Nous assistons, depuis le centenaire à un tournant dans l’histoire des revendications liées au génocide des Arméniens : l’importance de l’Église Arménienne est mise en avant, non pas pour son rôle de diffusion du culte chrétien et de la langue, mais pour porter le flambeau des revendications de notre peuple.

Une étude poussée de l’histoire du Clergé Arménien démontrerait que celui-ci a toujours joué un rôle politique déterminant pour son peuple ; il est par ailleurs un témoin pluriséculaire de la condition arménienne sur le haut plateau arménien et dans le Caucase.
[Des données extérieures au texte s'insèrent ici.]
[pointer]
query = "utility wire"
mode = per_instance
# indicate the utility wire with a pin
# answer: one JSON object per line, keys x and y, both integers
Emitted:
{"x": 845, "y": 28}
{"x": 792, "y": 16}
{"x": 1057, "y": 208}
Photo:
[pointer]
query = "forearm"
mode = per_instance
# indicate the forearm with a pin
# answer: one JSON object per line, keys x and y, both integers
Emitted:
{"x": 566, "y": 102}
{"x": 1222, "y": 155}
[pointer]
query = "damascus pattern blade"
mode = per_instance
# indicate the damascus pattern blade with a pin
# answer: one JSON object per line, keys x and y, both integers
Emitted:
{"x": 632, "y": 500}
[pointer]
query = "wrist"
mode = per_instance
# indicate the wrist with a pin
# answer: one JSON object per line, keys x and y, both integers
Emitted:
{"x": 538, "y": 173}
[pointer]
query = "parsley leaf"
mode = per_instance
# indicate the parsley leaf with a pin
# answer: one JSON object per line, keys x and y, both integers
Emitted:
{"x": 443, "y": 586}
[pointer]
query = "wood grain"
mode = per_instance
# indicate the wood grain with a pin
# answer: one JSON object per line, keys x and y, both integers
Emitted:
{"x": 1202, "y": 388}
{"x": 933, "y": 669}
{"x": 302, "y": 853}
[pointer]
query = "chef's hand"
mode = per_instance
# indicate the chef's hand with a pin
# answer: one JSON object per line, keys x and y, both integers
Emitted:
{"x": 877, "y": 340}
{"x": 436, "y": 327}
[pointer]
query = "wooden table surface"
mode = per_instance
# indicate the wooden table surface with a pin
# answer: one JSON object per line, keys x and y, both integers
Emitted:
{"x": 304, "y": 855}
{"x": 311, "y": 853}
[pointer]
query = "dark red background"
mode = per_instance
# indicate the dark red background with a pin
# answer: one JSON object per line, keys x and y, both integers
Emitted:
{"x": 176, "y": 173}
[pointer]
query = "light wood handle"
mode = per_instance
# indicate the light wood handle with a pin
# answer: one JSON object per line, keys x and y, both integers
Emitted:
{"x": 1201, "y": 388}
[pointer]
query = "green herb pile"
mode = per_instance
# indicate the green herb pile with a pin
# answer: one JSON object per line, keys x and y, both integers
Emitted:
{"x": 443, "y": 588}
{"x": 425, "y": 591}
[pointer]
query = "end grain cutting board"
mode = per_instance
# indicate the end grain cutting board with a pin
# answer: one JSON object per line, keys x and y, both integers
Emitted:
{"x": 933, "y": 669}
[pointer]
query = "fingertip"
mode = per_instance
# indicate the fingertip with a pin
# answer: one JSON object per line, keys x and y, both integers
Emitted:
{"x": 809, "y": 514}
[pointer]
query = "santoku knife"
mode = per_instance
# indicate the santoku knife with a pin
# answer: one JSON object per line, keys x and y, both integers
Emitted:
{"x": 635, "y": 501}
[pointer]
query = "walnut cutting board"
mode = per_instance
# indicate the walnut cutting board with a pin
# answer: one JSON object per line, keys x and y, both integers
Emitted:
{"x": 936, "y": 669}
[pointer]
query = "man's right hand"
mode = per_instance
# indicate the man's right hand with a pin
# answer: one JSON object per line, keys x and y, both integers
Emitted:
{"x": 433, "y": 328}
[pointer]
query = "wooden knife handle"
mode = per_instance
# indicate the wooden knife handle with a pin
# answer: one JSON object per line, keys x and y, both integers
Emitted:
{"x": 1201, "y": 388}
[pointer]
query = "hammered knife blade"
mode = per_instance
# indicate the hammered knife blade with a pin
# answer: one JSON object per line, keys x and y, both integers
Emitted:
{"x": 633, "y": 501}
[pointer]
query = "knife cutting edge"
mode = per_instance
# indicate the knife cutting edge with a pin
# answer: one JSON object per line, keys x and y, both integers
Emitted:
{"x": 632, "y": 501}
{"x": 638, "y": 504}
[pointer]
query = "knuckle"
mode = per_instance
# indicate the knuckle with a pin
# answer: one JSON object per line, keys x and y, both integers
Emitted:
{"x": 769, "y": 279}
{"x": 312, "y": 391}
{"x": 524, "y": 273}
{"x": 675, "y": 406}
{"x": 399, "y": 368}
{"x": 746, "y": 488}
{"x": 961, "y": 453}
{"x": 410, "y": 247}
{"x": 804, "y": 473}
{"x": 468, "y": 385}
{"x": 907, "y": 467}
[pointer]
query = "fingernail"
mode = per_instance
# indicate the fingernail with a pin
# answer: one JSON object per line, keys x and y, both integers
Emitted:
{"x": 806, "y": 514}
Rappelons qu’en 301, le Royaume d’Arménie est le premier à adopter le Christianisme comme religion d’État. Dès lors, l’Église va jouer un rôle primordial dans le développement culturel et social du peuple arménien. Les Arméniens du monde entier sont attachés à leur religion et se sont battus pour garder leur foi. L’histoire retiendra la bataille d’Avarayr, où le peuple arménien, guidé par Vartan Mamigonian, assure son indépendance religieuse malgré la défaite militaire contre les Perses. Aujourd’hui, l’Etat arménien a adopté le principe de laïcité. Pour autant, la Constitution de la République d’Arménie, dès son adoption en 1995, fait référence à l’église :

Article 8 de la Constitution de la République d’Arménie, rédaction 1995 :

En République d’Arménie l’Eglise est séparée de l’Etat.

La République d’Arménie reconnaît la Sainte Eglise apostolique arménienne pour sa mission exceptionnelle d’Eglise nationale dans la vie spirituelle du peuple arménien, son rôle dans le développement de la culture nationale et la préservation de l’identité nationale.

La République d’Arménie garantit la liberté d’exercice de toutes les organisations religieuses qui fonctionnent conformément aux règles établies par la loi.

Un triple Catholicossat

Au cinquième siècle après Jésus-Christ, le Catholicossat opère son premier déplacement et quitte Etchmiadzin pour s’installer à Dvin, alors capitale du Royaume d’Arménie. Le siège du Catholicossat sera par la suite régulièrement déplacé, au gré des invasions Sekdjouks et Mongoles.

Il arrive en 1116 en Cilicie puis s’installe officiellement en 1292 dans la capitale, Sis. La fin du Royaume de Cilicie en 1375 n’entraine pas le Catholicossat dans sa chute. Son siège restera à Sis, jusqu’à ce que soit décidé son retour à Etchmiadzine en 1441.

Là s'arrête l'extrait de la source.